Bill Gates once wrote that ‘People overestimate what can be done in a year but underestimate what can be done in a decade.’ This site then, is also my decennial pursuit: an as-I-have-time-for-it foray into accomplishing a few creative goals over the next decade, goals that have been nagging me for years (my own little stay against confusion, an antidote to rotting in the wasteland of regret).
Even though protocol insists I ‘tell you who I am’ in this section, I do so with a disclaimer: you (and I) are far more complex than the sum total of our experiences. We are more than our titles, more than our careers, more than our familial roles, more than our failures, more than our successes, more than our cumulative social likeability (or lack thereof) and moreover, we have ‘an epic longing to be more than what we are’. 
However, since it seems few of us cannot contextualize without labels (myself included!) then I have completed this section with the resignation that if I am to be labeled, I suppose it is best that I do the labeling. Here is a larger patchwork quilt description in question-and-answer format, a brief attempt to provide a composite:
What’s with the branding iron?
I grew up on a ranch and have always lived in the heart of cowboy country (Texas/Oklahoma). A disproportionate dose of western nostalgia is in my blood.
Why do you have this site?
I wanted a central repository where I could publish any creation, whether an essay, a miscellaneous thought, a photograph, a presentation, a book review, or even a poem. I also use this site as a place to post highlights from my adventures in reading (much like many use tumblr, facebook, or their ancient equivalent, the commonplace book).
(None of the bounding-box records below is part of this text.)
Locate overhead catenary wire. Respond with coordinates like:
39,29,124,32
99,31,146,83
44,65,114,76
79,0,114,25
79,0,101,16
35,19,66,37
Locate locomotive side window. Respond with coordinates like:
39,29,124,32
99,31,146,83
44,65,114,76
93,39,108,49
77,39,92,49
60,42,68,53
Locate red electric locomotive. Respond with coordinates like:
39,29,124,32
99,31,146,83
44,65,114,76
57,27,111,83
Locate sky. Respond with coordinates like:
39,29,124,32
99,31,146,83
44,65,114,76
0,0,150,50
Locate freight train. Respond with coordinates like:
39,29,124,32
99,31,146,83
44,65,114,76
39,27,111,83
In antiquity, this type of collection was known as a hypomnêmata, "personal notes taken on a day-to-day basis." It is a motley collection as calico as its owner. (Skeptics and scoffers: please refer to my post, What Would You Tell a Twenty-Year Younger You?).
What do you write about?
Life as a bibliophilic nomad. My daily dalliance with letters. Productivity. Creativity. Storytelling. Since my conversion from an annual to a perennial, I try to heed the twofold directive of Annie Dillard and Mary Oliver, to 'keep my mind on what matters ... which is mostly standing still and learning to be astonished' (Oliver) and then turn reflection into action: ‘You were set here to give voice to this, your astonishment’ (Dillard).
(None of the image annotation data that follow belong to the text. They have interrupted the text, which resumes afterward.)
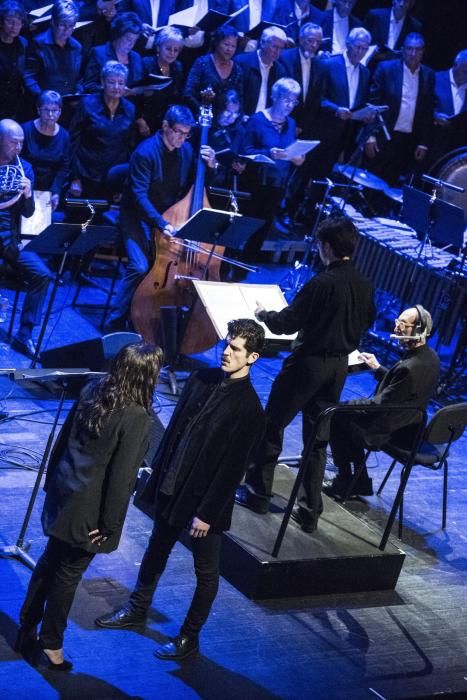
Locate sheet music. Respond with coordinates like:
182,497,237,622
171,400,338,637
21,190,52,238
285,139,319,160
193,280,297,341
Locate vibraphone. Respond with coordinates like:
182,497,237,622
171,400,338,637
352,212,467,343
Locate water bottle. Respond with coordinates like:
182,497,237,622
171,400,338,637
0,294,10,323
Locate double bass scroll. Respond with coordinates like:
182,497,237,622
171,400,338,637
131,105,224,354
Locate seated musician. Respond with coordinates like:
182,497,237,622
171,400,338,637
0,119,51,357
70,61,136,199
323,304,439,497
106,105,217,332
Why is writing so important to you?
Writing is my preferred form of expression but I’ll defer to my elders: Cheever wrote ‘to try and make sense of his life’, both Joan Didion and E. M. Forster echoed a similar sentiment, ‘How do I know what I think until I see what I say?’ (a line Wallace Stegner cleverly uses in the opening of one of my favorite novels, All The Live Little Things). Italo Calvino echoes, claiming literature 'a search for myself, an attempt to understand what I am.' Don DeLillo considers writing a ‘concentrated form of thinking’. Flannery O’Connor stated similarly, ‘I write to discover what I know’, Natalie Goldberg says we 'are writing because we love the world.' Flaubert wrote ‘The art of writing is the art of discovering what you believe’. But Polish poet, Czeslaw Milosz, sums up (for me) the reason for living at the point of a pen (or, um ... keyboard):
‘On one side there is luminosity, trust, faith, the beauty of the earth; on the other side, darkness, doubt, unbelief, the cruelty of the earth, the capacity of people to do evil. When I write, the first side is true; when I do not write, the second is. Thus, I have to write, to save myself from disintegration. Not much philosophy in this statement, but at least it has been verified by experience.’*
*Akin to Wallace Steven's sentiment: 'Poetry is one of the sanctions of life and I write it because it helps me to accept and validate my experience.'
Yeah, but … why poetry?
After years of nursing a private poetry obsession, I decided to go public. The worst that can happen is I’m labeled a flake, best that can happen is someone will enjoy my poetry. There is no money in poetry. Poetry and poverty are inexorably intertwined. Owen Barfield (who influenced both Tolkien and C. S. Lewis), wrote that "poetry is a progressive incarnation of life in consciousness," in other words: we are all poets.
Any other obsessions?
I am an amateur (French: lover of) barista, a curious culinaire, and a music and art enthusiast (Greek: inspired by). Also a photog poseur (or, is that fauxtographer?). With the exception of the self-portrait on this page, all photos on this website were taken by me. But mostly, to the annoyance of those around me, I'm a word nerd.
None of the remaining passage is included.